Through a series of events I have learned many things. This is probably the most general statement I have ever written. That sounds like the statement of my life, of your life. But, in one weekend, that statement felt more true and fufilled then ever. What I want to write about is not my weekend, or how my life changed in more than one way. What I want to write about is the value of lessons and the perspective of time. These two ideas are very broad, but I think that we can bring them into a focused point and lesson.
I bring up the idea of valuing lessons because the word “lesson” and a lesson itself can be experienced in many ways. When I think of a lesson, I think about it in the context of my own experiences. This might include a school lesson. Someone could experience a lesson from a trade or art. The lesson that I want to talk about is a hard lesson. These are the lessons we learn the hard way. Its interesting how the best lessons are usually the hardest lessons. We know it deep down, but we don’t always talk about it. The hardest lessons happen becauese we actually went out to experience something instead of just reading a book or listening to someone speak.
I learned a hard lesson. Well, the definition of this “hard lesson” is a little different than most. Usually what happens is that something goes wrong, and because of a failure, there is a lesson learned. With my situation, I had a great experience, but what I thought was a story to tell, turned out to be a lesson learned. I know that sounds odd, but its true. I had the priveledge to sit down with a loving and well-respected new married couple. JR and Massiel Ferrer are newly weds that I have known for awhile now. Massiel was one of the kids pastors at my church when I was a teen. JR has been working at marketing for CUC since I’ve been there. These two are a beautiful marriage.

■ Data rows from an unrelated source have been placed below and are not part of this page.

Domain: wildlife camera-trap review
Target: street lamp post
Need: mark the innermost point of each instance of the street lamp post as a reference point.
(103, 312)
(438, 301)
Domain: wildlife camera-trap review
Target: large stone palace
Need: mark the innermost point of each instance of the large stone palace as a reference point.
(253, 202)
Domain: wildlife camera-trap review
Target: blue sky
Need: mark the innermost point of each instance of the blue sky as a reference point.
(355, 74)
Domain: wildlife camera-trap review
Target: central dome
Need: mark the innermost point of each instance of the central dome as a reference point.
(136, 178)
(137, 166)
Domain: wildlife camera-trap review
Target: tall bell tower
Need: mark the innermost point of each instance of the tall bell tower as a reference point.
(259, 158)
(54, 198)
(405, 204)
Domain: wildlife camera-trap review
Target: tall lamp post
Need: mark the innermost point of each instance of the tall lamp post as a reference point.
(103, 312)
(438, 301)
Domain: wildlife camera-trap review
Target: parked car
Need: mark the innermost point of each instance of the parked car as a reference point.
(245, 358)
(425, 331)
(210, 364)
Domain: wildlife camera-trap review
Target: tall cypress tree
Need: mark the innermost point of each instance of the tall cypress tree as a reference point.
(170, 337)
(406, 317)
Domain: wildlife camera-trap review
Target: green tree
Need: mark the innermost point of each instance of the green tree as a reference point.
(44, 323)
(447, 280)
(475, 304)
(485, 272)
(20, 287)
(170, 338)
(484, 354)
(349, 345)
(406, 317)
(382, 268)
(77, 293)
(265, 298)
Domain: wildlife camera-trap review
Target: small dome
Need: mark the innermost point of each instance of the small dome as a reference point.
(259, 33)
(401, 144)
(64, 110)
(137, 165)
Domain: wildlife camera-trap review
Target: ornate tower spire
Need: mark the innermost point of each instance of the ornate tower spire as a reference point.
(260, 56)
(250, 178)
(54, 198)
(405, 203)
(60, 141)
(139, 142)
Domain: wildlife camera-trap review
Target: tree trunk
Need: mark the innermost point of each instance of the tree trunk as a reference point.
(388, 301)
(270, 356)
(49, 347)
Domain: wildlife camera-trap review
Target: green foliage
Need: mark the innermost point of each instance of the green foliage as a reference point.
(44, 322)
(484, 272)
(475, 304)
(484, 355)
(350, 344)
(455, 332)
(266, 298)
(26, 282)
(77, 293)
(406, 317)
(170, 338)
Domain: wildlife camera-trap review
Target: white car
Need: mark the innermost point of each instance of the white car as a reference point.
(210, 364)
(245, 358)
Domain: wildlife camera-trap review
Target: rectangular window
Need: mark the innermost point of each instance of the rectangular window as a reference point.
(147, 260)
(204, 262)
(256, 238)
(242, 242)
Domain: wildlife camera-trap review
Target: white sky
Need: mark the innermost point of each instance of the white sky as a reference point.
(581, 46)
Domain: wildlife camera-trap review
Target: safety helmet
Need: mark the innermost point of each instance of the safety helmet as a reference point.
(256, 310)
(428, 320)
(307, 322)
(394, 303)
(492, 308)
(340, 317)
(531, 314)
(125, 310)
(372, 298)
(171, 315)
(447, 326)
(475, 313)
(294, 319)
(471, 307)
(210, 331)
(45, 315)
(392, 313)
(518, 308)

I wanted to meet up with them to do an interview for an article. With valentines day coming up, I thought it would be good to get a perspective on discipleship and practical faith from a newly wed. I had questions prepared and we sat down as JR made me coffee. The interview was fourty minutes long. A beautiful combination of experiences, laughs and passions.
The sad thing is that after that recorded interview, all I have left is the questions. I started with questions and all I have to prove is my questions. After listening to only half of it, I lost the audio file from the interview. I died inside. It hurt. This is my hard lesson. You might ask how I lost the file. I have been asking myself that same questions. I honestly don’t have an answer.
Perspective of Time
Through their whole discussion, I learned a lot about love and passions and marraige. I wanted to share this with everyone else, but I think that wasn’t meant to be. This is the part about perspective of time. Yes, considering what I went there to do, it felt like wasted time because the file disapeared. But, when I change my perspective on my situation based on the lesson that I learned and the time that it took, I have peace about it all. Since you don’t know exactly what happened that weekend, it just seems like another story. But, since I know how incredible that weekend was, I’m not suprised that this happened. It’s interesting how a puzzle piece will fit if you just turn it. The piece never changed its shape or colour, but once you turn it it fits and makes more sence. Losing that file makes no sense to anyone, but me.
The lessons you learn in life don’t need to make sense to anyone else. What has happened fits in your puzzle, not someone else’s. You are the one that knows what the puzzle looks like. And yes, you can go learn lessons from reading books, articles, and watching vidoes. What will you do with all of that? These lessons were leared by people because they did something. Go and learn your lesson.